Около 1714 года (вероятно, в связи с созданием регулярного государственного аппарата) в России возникают двор как публичный институт (до этого была приватная компания или полевой штаб Петра с довольно свободными нравами, где находилось место и Екатерине) и придворное искусство во вкусе начинающегося Регентства[19]
.О начале организованной придворной жизни свидетельствуют первые ассамблеи, упомянутые в Юрнале 1714 года (хотя знаменитый указ об ассамблеях, предписывающий правила поведения, «О достоинстве гостевом, на ассамблеях быть имеющем», появляется после поездки во Францию). До этого официального начала ассамблей в 1718 году существуют два культурных пространства частной жизни, впервые порождающих приватное искусство, не связанное с пропагандой: это семья Петра и измайловский двор. Особенно это касается измайловского двора (двора вдовой царицы Прасковьи в селе Измайловском, вкус которого, вероятно, определяла не царица, а юные измайловские царевны Екатерина, Анна и Прасковья), первым приобщившегося к новому европейскому вкусу. Голландский художник Корнелиус де Брюин еще в 1702 году побывал в Измайлове и написал первые светские портреты царевен (тогда еще совсем маленьких), предназначенные для европейских дворов (для сватовства).

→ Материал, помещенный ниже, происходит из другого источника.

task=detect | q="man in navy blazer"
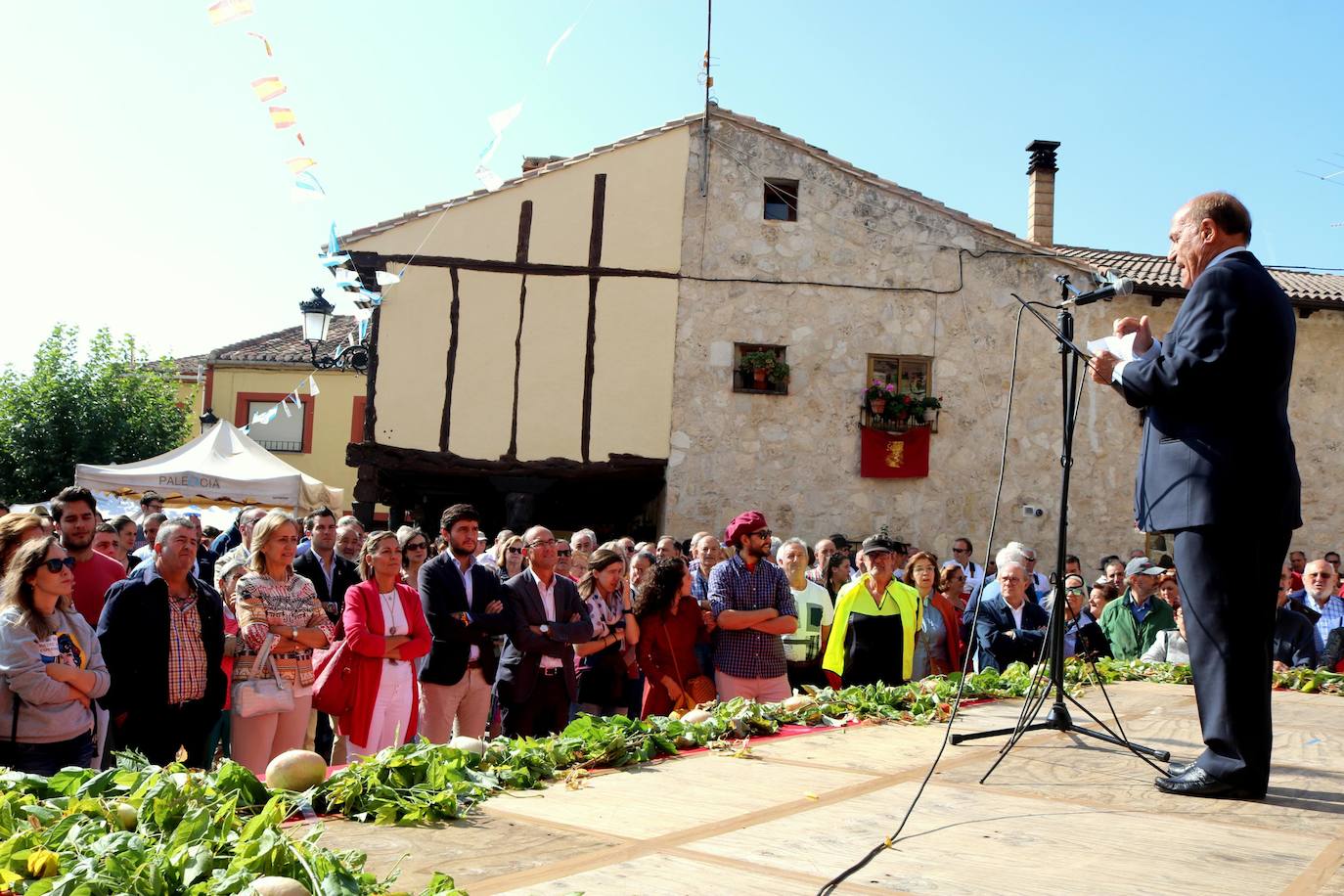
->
[420,504,514,742]
[976,561,1050,670]
[1093,194,1302,799]
[495,525,593,738]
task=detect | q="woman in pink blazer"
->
[337,532,430,760]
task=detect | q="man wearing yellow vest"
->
[822,535,923,687]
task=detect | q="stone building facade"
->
[342,109,1344,568]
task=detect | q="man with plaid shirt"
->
[98,518,229,769]
[709,511,798,702]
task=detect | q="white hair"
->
[995,541,1031,568]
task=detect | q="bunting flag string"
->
[241,373,322,435]
[205,0,254,28]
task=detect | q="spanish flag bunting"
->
[247,31,276,57]
[270,106,295,130]
[205,0,254,26]
[252,75,285,102]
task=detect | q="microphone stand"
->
[952,277,1171,784]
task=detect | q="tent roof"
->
[75,421,345,512]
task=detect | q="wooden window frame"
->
[733,342,789,395]
[234,392,317,454]
[761,177,801,224]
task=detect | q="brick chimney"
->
[1027,140,1059,246]
[522,156,564,175]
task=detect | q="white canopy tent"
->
[75,421,345,514]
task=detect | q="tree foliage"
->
[0,324,191,501]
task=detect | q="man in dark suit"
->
[98,519,229,769]
[495,525,593,738]
[976,561,1050,670]
[294,508,359,760]
[1092,194,1302,799]
[420,504,514,742]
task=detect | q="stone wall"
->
[664,118,1340,568]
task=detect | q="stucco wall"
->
[664,119,1341,568]
[346,127,687,461]
[206,367,364,511]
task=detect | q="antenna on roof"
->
[700,0,714,197]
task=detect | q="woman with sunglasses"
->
[574,550,640,716]
[0,536,112,777]
[496,535,527,582]
[396,525,428,589]
[1064,575,1110,659]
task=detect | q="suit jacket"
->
[1120,251,1302,532]
[294,551,359,625]
[496,569,593,702]
[98,562,229,717]
[420,551,514,685]
[976,595,1050,670]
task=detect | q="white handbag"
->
[233,634,294,719]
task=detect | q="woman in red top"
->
[635,558,714,717]
[336,532,431,759]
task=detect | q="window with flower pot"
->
[733,342,789,395]
[862,355,942,429]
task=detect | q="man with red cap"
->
[709,511,798,702]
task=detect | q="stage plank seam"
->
[1283,832,1344,896]
[470,708,1147,896]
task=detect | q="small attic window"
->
[765,177,798,220]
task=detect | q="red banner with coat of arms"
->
[859,426,928,479]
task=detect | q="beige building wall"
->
[206,367,364,512]
[662,113,1344,569]
[345,127,688,461]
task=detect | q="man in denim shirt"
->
[709,511,798,702]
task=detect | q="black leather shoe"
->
[1153,766,1265,799]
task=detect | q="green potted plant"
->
[741,350,789,391]
[863,377,896,417]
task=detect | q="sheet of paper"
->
[1088,334,1137,361]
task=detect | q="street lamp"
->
[298,287,368,374]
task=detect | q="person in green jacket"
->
[1097,558,1176,659]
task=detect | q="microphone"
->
[1063,277,1135,307]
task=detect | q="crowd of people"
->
[0,486,1344,774]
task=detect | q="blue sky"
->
[0,0,1344,367]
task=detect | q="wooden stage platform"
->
[324,683,1344,896]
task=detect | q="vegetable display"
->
[0,659,1344,896]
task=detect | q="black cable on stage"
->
[817,305,1027,896]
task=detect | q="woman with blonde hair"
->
[336,529,432,759]
[497,535,527,582]
[0,536,112,777]
[230,511,336,774]
[0,514,46,587]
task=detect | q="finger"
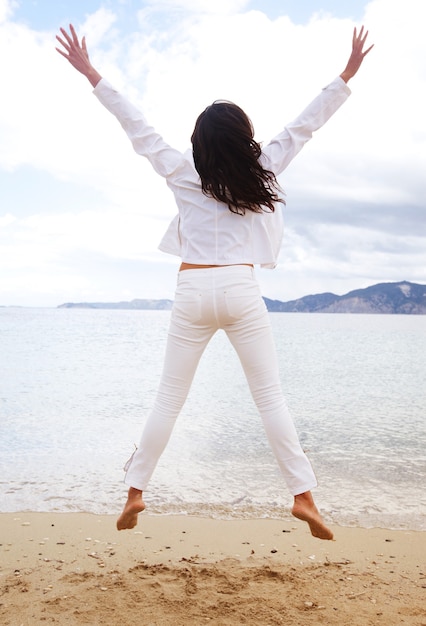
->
[362,43,374,57]
[56,35,70,52]
[70,24,79,46]
[55,48,69,59]
[59,28,72,46]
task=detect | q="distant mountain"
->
[58,281,426,315]
[265,281,426,315]
[58,300,173,311]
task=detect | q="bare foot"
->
[291,491,333,539]
[117,487,145,530]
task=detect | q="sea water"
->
[0,308,426,530]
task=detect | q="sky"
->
[0,0,426,307]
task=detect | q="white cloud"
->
[0,0,426,299]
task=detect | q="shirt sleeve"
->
[262,76,351,176]
[93,78,184,178]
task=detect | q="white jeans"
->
[125,265,317,495]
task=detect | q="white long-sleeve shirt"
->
[93,77,351,268]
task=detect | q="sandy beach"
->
[0,513,426,626]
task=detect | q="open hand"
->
[56,24,101,87]
[340,26,374,83]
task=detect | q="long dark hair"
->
[191,101,284,215]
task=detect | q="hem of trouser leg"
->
[124,476,146,491]
[290,480,318,496]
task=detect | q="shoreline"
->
[0,512,426,626]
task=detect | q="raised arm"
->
[56,24,102,87]
[340,26,374,83]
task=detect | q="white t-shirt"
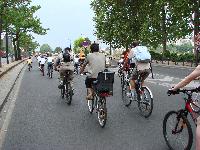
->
[74,57,79,63]
[40,58,46,65]
[128,48,150,70]
[86,52,106,78]
[47,57,53,63]
[37,56,41,62]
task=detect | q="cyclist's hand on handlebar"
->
[167,89,179,96]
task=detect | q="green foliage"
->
[91,0,200,51]
[40,44,52,53]
[54,47,62,53]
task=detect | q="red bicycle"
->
[163,87,200,150]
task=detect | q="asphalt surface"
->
[2,60,197,150]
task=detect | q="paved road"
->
[2,63,196,150]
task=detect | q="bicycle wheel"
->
[122,83,132,107]
[97,97,107,128]
[137,87,153,118]
[60,86,65,98]
[65,83,72,105]
[163,111,193,150]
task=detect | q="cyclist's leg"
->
[140,69,151,86]
[196,117,200,150]
[85,77,96,100]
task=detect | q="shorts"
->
[85,77,97,88]
[131,69,151,81]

В придворном искусстве — с его собственным аллегорическим маскарадом, с собственными «символами и эмблематами» — тоже возникают своеобразные примитивы, еще более забавные, чем примитивы пропагандистские. Их автор, уже упоминавшийся Луи Каравакк, француз из Марселя, приехавший в Петербург в 1716 году вместе с Растрелли-старшим и хронологически как бы попадающий в позднепетровскую эпоху, принадлежит к более раннему, чем Растрелли, типу авторов: раннепетровских художников-ремесленников вроде Таннауэра, полностью подчиняющихся воле заказчика.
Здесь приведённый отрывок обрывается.